March 13th, 2023- Dissemination Phase Sagittarius
- Sarah O'Dell
- Mar 13, 2023
- 15 min read
Updated: Mar 17, 2023
It has been a viral sensation seeing Stevie Nicks hex her ex on stage by singing to him Silver Springs with such a passion. I have thoroughly enjoyed the content created and I have felt a spark of chills every time I see her look at him with such fierceness, such pain and genuine rage for the betrayal of a lie. For the breakage of a pure bond out of sin, out of blasphemy. I believe to have known all along why there was such a passion of “good for her,” flowing through my psyche. I did not want to surface it.
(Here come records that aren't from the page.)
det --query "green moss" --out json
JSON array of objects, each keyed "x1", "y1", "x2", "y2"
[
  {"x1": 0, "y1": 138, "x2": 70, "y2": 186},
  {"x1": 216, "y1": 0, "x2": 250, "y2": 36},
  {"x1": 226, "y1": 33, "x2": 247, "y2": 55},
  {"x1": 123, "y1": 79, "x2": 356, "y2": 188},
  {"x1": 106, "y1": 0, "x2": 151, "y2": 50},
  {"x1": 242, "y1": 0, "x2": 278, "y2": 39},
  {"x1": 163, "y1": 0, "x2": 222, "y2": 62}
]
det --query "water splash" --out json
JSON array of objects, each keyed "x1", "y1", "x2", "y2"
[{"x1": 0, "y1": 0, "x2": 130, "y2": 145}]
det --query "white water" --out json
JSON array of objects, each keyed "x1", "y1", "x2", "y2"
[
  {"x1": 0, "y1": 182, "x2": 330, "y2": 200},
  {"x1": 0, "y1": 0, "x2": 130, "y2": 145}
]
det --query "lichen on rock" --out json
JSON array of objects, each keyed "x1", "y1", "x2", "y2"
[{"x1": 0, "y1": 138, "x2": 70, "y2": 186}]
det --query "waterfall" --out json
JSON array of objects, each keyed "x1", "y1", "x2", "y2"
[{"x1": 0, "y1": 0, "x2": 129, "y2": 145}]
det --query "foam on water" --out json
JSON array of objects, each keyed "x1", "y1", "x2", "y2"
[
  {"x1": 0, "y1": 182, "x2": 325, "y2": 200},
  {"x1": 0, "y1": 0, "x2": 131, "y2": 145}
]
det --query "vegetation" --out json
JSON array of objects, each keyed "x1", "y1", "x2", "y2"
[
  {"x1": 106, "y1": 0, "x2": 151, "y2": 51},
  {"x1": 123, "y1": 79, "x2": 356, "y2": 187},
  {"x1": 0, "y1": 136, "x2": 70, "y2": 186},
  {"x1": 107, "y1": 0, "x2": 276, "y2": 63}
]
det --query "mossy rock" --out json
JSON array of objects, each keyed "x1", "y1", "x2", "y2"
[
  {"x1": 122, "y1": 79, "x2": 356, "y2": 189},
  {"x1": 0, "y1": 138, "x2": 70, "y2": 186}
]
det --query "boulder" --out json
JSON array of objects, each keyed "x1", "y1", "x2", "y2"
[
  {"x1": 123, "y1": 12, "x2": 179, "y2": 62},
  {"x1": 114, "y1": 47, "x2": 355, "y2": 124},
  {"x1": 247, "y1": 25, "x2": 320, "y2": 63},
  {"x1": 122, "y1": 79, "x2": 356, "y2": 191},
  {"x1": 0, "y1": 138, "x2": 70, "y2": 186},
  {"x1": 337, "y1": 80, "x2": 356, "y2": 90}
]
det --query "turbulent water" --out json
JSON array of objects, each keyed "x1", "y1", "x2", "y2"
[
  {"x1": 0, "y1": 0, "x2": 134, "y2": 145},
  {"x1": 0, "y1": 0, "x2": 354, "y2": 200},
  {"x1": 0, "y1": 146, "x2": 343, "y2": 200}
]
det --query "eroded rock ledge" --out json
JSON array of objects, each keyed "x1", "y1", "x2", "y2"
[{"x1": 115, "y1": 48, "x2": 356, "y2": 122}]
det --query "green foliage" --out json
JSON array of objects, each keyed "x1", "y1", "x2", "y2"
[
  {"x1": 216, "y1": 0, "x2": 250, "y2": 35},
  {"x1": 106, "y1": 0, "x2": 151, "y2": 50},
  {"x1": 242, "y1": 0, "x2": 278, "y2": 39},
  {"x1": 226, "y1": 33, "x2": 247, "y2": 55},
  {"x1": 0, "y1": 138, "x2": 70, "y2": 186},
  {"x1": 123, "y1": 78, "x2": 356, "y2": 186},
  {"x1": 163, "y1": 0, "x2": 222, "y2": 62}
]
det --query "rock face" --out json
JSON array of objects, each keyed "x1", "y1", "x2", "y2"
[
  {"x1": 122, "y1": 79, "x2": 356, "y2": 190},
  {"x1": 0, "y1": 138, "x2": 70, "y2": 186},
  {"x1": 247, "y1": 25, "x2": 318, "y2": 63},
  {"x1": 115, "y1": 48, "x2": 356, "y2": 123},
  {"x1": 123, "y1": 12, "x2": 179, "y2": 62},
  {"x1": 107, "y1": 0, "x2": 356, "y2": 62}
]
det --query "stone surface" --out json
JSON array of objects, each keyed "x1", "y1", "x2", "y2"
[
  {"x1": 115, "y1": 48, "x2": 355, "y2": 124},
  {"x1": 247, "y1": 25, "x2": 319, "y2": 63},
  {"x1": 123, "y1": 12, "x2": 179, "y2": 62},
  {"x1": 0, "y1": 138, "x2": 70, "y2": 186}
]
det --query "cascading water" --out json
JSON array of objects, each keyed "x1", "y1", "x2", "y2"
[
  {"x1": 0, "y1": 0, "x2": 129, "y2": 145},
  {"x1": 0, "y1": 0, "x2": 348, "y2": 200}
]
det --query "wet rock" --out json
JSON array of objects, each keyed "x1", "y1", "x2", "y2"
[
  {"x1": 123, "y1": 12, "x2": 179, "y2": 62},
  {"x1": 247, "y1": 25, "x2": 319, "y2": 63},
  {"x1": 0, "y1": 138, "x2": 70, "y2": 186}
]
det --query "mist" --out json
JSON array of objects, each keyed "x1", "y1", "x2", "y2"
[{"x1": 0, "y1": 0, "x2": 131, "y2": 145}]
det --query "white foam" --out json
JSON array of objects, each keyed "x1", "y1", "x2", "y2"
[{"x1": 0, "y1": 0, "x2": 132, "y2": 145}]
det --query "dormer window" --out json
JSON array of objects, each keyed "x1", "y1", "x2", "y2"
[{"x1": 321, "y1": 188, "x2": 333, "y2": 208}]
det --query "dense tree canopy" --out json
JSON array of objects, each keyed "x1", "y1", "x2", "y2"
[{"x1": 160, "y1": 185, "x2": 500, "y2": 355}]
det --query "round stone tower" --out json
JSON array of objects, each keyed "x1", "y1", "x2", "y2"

However tonight as I continue to purge, purge and purge all of the baggage of my traumatic and delusional life, I release the final pain of my greatest heartache.
I was such a naive, broken little girl. I desperately sought love and romance. Living within my fairytale world, dissociated from the truth behind it all. I expressed some truth and insights, not totally in denial of the truth. There was a part of me that always saw it all along. I had attempted to fight the good fight, however it became easier and easier to ignore the truth and tell myself the fictional story that I desired it to be.
I was 19 yrs old, going to college with the drive to get a degree in a field that I truly did not care about. I can see the beauty in my OT schooling and how it assisted me along my path. However, I remember every time I had to lie to every interviewer, every admin about how I was passionate. I knew this was not where I wanted nor was I meant to be. However, under all the circumstances, I needed to make sure I could survive and then my dreams would be pursued later with the “help” of this straight and narrow path. The safe route. The route that looks good on paper and makes mom/dad proud. The route that put out every fire I had until I redirected that fire into something I believed would free me.
I had went to an All That Remains concert with my friend Brandi. It was such a fun night and a celebration of my birthday. A man I had met at a different concert happened to be at this show too. You see, Christopher Towning, had been the bass player to the band Devil Driver. Brandi and I had gotten obliterated within that pit. I had a mild concussion from that night. I had a huge man fall on my head stage surfing and my head hit the metal barricade. I was lifted out of the pit by a man and Brandi was grabbed next. We were taken backstage. It was such a surprise. I was 18 at the time. Brandi and I had just graduated high school. I was so stoked for this show and to rage. Carnifex was one of the opening bands. I was ready to fuck shit up, as my very insane god complex loves to preach. I am a very small, lean female. At this point, I had done some weight training and boxing, however my powerlifting career had not begun. I was significantly out of my league to be front and center of that pit. And yet, there I was forcing my friend to stand beside me and almost die as well.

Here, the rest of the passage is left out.